En Pieter: ‘Wat zegt gij, apostels, daarvan?’

En seffens al d’heilige hemelsgeslachten,

ze zeiden: ‘Hieruit met hun, zonder te wachten!’

‘Hieruit!’ zei Sint Jooris, en sprong op zijn peerd;

Sint Hubrecht zijn’ zwepe nam, Paulus zijn zweerd,

om al dat gespuis uit den hemel te jagen,

als Joseph ootmoedig het woord kwam te vragen.

‘Mijnheeren,’ zoo zeid hij, ‘als ’t willewerk is,

en dat gij, bij duizenden, ja zegt, gewis

een enkele, en zulk een als ik, moet gedoogen

dat al mijn kalanten hier gaan uit uwe oogen;

maar nimmer en heeft er ooit mensche gebouwd

op mij zijn betrouwen, en vruchtloos betrouwd!

Zoo, moeten zij gaan, ik ga mee met hun t’samen!’

‘God groete u!’ zoo riepen ze, en Guido zei: ‘amen!’

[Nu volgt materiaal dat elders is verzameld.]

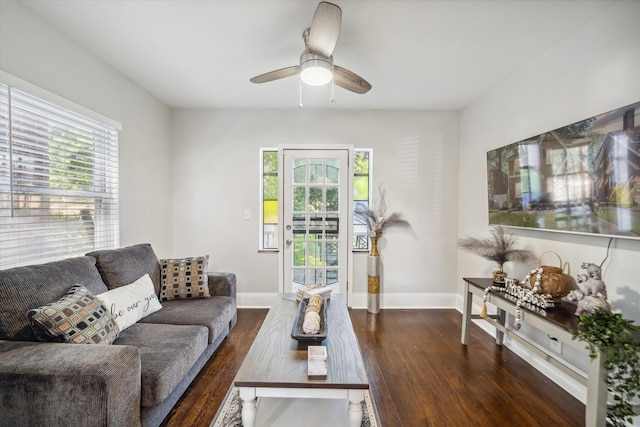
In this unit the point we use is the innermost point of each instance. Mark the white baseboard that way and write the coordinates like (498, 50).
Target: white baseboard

die koster was te Anderlecht: ‘w’hebben hier nog

Sint Josephs genoeg, zulk geen’ oude, maar toch!’

Zoo Joseph vergaderde, in korte minuten,

zijn volk, en van hun elk zijne enden en tuiten:

Adieu!’ zei hij, gaande toen voort, welgezind:

Adieu, ik vertrek met mijn’ Vrouwe en mijn Kind!’

Maar g’hadt mij dien laatsten ‘Adieu’ moeten hooren:

geen een die nog sprak, neen, ze stopten hun ooren,

vol schrik, elk een ander aanschouwende. En toen

is Jooris eerst weg gaan zijn harnas uitdoen,

Sint Hubrecht ging voort met Sint Ivo, al beven,

en lieten Sint Joseph alleen daar gebleven;

die, ziende dat alles gedaan was, gezwind

de wete ging doen aan zijn’ Vrouwe en zijn Kind;

dan stak hij een sporte of nog twee in zijn’ leêre,

en … gerake ik daar ook langs, dat geeft mij, o Heere!